Cell viability was then measured for all seven samples. A sample from the each supranatant was taken using a pipette and placed in a test tube and labeled. Then a smaller sample was taken using a pipette from the test tube and placed in a 2 ml centrifuge tube. (Epindorf centrifuge.) The sample was spun at 800 rpm for 5 minutes. Then a collagenase digestion was performed on that post-spun sample in a 37 degree C. water bath, using 1 mg/ml of collagenase (Worthington type 1) for 45 minutes. Then, post digestion, the sample was spun again in the centrifuge. Then a sample was taken using a pipette from the supranatant in the centrifuge tube and exposed to two fluorescent dyes for approximately 10 minutes.
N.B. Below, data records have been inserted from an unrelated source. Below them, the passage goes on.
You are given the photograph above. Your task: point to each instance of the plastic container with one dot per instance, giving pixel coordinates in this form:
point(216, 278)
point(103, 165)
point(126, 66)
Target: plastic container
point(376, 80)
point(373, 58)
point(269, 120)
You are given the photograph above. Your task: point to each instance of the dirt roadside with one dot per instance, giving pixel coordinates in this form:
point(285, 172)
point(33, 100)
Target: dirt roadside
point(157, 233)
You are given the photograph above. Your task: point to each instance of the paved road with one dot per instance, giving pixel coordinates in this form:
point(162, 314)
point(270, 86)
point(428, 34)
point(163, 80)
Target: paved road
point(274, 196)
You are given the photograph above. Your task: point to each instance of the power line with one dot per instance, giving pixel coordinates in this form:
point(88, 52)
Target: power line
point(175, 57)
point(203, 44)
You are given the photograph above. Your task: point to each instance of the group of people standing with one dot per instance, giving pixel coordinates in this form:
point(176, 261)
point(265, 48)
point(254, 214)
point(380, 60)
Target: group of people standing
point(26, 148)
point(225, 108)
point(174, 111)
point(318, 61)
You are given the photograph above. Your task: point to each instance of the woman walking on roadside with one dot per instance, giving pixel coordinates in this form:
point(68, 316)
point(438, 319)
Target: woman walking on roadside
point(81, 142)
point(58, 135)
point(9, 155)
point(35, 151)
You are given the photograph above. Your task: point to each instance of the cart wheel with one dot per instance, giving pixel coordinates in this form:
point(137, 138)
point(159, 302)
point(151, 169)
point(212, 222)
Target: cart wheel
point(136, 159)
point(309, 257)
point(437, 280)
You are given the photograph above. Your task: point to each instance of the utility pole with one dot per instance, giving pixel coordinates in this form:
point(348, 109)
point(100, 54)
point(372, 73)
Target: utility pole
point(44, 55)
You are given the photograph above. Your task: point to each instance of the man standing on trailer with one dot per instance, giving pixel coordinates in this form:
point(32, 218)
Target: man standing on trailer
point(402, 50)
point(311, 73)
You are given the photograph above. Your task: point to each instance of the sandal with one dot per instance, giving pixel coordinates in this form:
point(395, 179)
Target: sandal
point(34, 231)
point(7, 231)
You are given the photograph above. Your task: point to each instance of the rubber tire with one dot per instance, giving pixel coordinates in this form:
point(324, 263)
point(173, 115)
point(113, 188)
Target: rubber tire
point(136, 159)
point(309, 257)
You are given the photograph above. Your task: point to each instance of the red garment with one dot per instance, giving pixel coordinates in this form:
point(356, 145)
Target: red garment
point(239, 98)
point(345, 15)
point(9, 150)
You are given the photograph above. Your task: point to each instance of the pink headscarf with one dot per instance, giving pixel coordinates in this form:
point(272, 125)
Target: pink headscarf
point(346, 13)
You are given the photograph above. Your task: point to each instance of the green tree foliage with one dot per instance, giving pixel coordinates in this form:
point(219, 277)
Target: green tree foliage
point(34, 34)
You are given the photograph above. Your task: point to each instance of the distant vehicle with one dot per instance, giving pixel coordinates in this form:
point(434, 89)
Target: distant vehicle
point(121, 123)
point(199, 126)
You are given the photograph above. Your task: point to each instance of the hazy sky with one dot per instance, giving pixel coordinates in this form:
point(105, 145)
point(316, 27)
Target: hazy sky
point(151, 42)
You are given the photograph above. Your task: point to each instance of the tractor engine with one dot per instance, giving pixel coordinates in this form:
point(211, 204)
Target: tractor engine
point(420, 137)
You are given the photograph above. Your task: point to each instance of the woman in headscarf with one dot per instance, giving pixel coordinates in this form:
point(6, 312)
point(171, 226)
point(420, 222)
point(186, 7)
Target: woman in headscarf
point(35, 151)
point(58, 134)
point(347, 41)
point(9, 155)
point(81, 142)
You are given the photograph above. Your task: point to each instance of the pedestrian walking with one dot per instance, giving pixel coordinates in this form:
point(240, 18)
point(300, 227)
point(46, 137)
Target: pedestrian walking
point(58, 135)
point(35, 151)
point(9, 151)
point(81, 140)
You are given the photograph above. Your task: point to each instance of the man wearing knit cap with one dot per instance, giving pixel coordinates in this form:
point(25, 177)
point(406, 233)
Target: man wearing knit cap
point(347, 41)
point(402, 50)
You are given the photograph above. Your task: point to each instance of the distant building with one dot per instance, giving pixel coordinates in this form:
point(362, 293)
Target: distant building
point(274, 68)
Then a small sample from that post fluorescent dye stained sample was placed onto the Vision Cell Analyzer slide, the slide was placed into the automated cell counter (a Vision Cell Analyzer from Nexcelom, Inc. of Lawrence, Mass.) and it was read. The identical process and procedure was done to all seven aspirate samples.
The Vision Cell Analyzer distinguishes adipocytes from lipid droplets; the fluorescent dyes stain only cells and not lipid droplets. (When reading the slides manually through a microscope it is very difficult to distinguish a lipid droplet from an adipocyte.) The first dye stains all cells present, alive, and dead cells. The second dye stains only dead cells. The automated cell counter counts all cells present and can distinguish between live and dead cells. The software in the Vision Cell Analyzer does a subtraction and gives you the percentage of live cells present. Four separate fields are read and averaged. The results for the four different modalities are tabulated on Table 1 below. All the samples were prepared identically (i.e., all were post centrifugation and post collagenase digestion). Note that four different samples using the Andrew modality were tested (at various temperature and pressure settings and two different anatomical locations).
Looking at the images from the Vision Cell Analyzer on the laptop screen which showed the field of cells being read, one field at a time, one of the cell biologists present commented that in all fields “it is clear that the majority of cells being read are adipocytes; from what we know of adipose tissue cellular biology, the other cells present are progenitor cells, pre-adipocytes, endothelial cells and macrophages . . . ”.